Tyler Shultz’s full story is available in his podcast “Thicker Than Water,” and I may visit that in my final post. What is important here is that, at the same time that he was filing his reports and leaving Theranos, others were beginning to dig as well. Dr. Jon Ionnides started to look into Theranos and found that there were no scientific publications about Theranos’s research. (Ordinarily, one would expect a startup with such a radical new technology to produce hundreds or thousands of papers about their work.) John Carreyrou, author of Bad Blood and investigative reporter, was also beginning to be suspicious. Holmes’s credentials just didn’t seem to add up to someone who would be likely to produce world-altering research.

 

But Theranos was well protected.
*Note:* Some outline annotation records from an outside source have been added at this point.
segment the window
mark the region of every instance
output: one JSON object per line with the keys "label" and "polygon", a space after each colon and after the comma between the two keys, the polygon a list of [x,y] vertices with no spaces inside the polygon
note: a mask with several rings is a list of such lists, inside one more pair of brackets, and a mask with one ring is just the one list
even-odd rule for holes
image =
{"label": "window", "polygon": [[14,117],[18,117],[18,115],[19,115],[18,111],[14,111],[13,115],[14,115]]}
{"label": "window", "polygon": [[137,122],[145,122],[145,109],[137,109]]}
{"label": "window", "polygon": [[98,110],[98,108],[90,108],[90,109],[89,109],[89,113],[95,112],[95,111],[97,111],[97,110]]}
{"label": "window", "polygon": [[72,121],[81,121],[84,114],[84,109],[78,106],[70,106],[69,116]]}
The big names on its board and the intimidating reputation of its outside council, David Boies, served to keep a lot of employees quiet. Even Tyler Shultz, protected by about as much privilege as one can have in America, was terrified to talk with Carreyrou. He was right to be. He and other anonymous sources were followed, handed threatening letters by strangers, and threatened with lawsuits. Shultz’s grandfather was enlisted to get him to sign a confidentiality agreement to “make everything go away.” When he showed up to discuss the situation with his grandfather, he found two Theranos lawyers there waiting for him.

 

Soon the FDA was showing up to do a surprise inspection of the Theranos labs.Tyler Shultz was hiring lawyers, and he and another source, Erika Cheung were talking to Jon Carreyrou. And on October 15, 2015, the Wall Street Journal began to run Carreyrou’s work, and Theranos began to get the kind of publicity that no fancy documentaries and no iconic advertising firms could hope to counteract.